Objective 7.2 – Configure Distributed Firewall Services

Knowledge

  • Differentiate between Layer 2 and Layer 3 rules
    • Layer 2 rules are between VMs on the same logical switch, and are based on the contents of the Ethernet packet header rather than the IP packet header. Packets are filtered based on the MAC address, rather than the IP address. L2 rules are mapped to L2 OSI model: only MAC addresses can be used in the source and destination fields – and only L2 protocols can be used in the service fields (like ARP for instance).
    • Layer 3 rules are between IP addresses or IP address ranges. Packets are filtered on the IP header and potentially also the TCP or UDP header. L3/L4 rules are mapped to L3/L4 OSI model: policy rules can be written using IP addresses and TCP/UDP ports.
      It is important to remember that L2 rules are always enforced before L3/L4 rules. As a concrete example, if the L2 default policy rule is modified to ‘block’, then all L3/L4 traffic will be blocked as well by DFW (no more ping work for example)
  • Differentiate between entity-based and identity-based rules
    • Entity based rules are based on VMware vCenter objects like datacenters and clusters and virtual machine names; network constructs like IP or IPSet addresses, VLAN (DVS port-groups), VXLAN (logical switches), security groups.
    • Identity based rules are based on user or group identity from Active Directory. Administrators can enforce access control based on the user’s group membership as defined in the enterprise Active Directory. Here are some scenarios where identity-based firewall rules can be used:
      • User accessing virtual applications using a laptop or mobile device where AD is used for user authentication
      • User accessing virtual applications using VDI infrastructure where the virtual machines are Microsoft Windows based
  • Identify firewall rule entities
    • VMware vCenter objects like datacenters and clusters and virtual machine names;
    • Network constructs like IP or IPSet addresses, VLAN (DVS port-groups), VXLAN (logical switches), security groups.
  • Explain rule processing order
    • L2 rules are always enforced before L3/L4 rules
    • User-defined pre rules have the highest priority and are enforced in top-to-bottom ordering with a per-virtual NIC level precedence.

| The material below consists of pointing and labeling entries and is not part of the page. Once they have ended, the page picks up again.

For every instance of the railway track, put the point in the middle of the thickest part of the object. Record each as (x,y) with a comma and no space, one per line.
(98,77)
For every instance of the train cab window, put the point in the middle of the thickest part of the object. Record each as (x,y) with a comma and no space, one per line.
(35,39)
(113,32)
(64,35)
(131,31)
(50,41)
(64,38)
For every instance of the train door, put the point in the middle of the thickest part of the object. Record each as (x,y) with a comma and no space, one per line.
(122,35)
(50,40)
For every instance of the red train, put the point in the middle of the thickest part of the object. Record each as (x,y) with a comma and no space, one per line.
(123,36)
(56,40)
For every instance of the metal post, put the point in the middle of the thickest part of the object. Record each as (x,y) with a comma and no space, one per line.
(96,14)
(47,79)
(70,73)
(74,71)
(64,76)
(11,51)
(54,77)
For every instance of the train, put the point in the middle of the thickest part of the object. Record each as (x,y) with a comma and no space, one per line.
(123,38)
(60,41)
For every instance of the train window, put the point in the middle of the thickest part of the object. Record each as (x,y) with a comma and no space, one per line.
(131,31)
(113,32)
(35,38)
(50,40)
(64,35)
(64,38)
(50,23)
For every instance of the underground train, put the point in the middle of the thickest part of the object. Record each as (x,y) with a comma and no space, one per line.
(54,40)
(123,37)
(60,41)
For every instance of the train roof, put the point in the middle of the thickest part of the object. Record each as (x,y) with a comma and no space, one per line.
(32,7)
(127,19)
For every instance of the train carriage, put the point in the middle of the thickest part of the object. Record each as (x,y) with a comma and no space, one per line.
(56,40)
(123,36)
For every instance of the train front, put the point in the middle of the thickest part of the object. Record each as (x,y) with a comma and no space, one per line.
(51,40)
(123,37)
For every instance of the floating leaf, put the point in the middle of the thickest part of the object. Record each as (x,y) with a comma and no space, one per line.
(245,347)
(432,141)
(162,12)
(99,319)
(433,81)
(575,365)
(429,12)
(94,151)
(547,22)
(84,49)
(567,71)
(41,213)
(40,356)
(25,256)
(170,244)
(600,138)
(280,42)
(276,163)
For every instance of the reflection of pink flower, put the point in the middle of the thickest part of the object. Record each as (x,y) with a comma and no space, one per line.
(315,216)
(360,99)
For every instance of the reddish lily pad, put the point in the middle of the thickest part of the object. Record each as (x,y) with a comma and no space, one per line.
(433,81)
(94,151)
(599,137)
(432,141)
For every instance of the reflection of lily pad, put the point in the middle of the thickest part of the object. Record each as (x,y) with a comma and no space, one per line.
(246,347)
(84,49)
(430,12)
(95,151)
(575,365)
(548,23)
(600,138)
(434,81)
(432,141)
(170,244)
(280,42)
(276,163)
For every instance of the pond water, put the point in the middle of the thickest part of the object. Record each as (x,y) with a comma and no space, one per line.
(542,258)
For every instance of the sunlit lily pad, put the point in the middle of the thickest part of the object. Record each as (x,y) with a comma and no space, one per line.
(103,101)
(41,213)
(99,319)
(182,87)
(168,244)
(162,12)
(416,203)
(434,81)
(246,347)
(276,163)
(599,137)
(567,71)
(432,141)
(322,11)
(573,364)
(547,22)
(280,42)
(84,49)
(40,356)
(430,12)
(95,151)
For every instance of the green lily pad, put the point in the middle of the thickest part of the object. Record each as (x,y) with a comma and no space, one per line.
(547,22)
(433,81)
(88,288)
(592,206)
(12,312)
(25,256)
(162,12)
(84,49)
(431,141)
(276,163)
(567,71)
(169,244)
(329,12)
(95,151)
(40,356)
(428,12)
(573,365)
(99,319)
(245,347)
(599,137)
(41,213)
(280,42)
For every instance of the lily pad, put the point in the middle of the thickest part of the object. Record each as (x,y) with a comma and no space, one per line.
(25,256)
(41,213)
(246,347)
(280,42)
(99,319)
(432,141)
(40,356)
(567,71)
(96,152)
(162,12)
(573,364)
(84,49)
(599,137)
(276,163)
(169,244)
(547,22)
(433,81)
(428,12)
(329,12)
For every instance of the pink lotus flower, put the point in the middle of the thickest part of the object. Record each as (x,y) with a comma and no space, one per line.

    • Next Auto-plumbed rules.
    • Then Local rules defined at an NSX Edge level.
    • Then Service Composer rules – a separate section for each policy. You cannot edit these rules in the Firewall table, but you can add rules at the top of a security policy firewall rules section. If you do so, you must re-synchronize the rules in Service Composer. For more information, see Service Composer.
    • Finally Default Distributed Firewall rule
  • Explain rule segregation
    • You can add a section to segregate firewall rules. For example, you might want to have the rules for sales and engineering departments in separate sections.
  • Add/Delete a Distributed Firewall rule
    • Add:
      • In the vSphere Web Client, navigate to Networking & Security > Firewall.
      • Ensure that you are in the General tab to add an L3 rule. Click the Ethernet tab to add an L2 rule.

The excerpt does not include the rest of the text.